Il s'agirait en ce cas de l'émergence d'une symbiose entre systèmes qui auraient des effets contraires à ceux de la compétition darwinienne dans laquelle s'affrontent les Etats et, plus encore, les grandes entreprises mondialisées. Les biologistes évolutionnaires rappellent en effet que Charles Darwin lui-même avait noté que la compétition entre espèces n'excluait pas la coopération et parfois la symbiose. La sélection pouvait alors s'exercer entre espèces non-coopérantes et espèces coopérantes. Si ces dernières l'emportaient en terme de compétitivité globale, la coopération se trouvait ainsi encouragée.

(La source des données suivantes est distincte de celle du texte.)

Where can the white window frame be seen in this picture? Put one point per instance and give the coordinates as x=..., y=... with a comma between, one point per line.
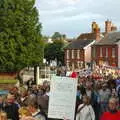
x=106, y=52
x=72, y=54
x=68, y=54
x=113, y=52
x=78, y=54
x=101, y=55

Nous indiquons dans notre essai qu’avec le développement de l’instrumentation scientifique en réseau impliquant un nombre croissant de cerveaux d’observateurs humains, un système anthropotechnique d’un nouveau genre pourrait se superposer aux systèmes plus spécialisés. Il disposera de cognitions plus étendues et de moyens d’action plus efficaces. Ses mises en garde et recommandations visant à éviter les risques identifiés pourraient peut-être mobiliser un nombre plus élevé de systèmes anthropotechniques jusqu’alors égoïstes. Dans le cas de la course supposée de la planète à la crise systémique, un tel système anthropotechnique scientifique (nous dirions plutôt dans ce cas hyper-scientifique car faisant appel à des sciences différentes) se mettra–t-il en place suffisamment vite pour que le pire soit évité ? Il ne le fera que si, en termes de compétition darwinienne, il se montre plus efficace que les systèmes égoïstes. Il est impossible aujourd’hui de considérer que cette hypothèse optimiste se réalisera. Tout au plus peut-on penser que le drame final se produirait beaucoup plus tôt si les observateurs enfermés dans leurs propres systèmes anthropotechniques préscientifiques comptaient sur les vertus d’un prétendu esprit humain omniscient pour prendre les choses en mains.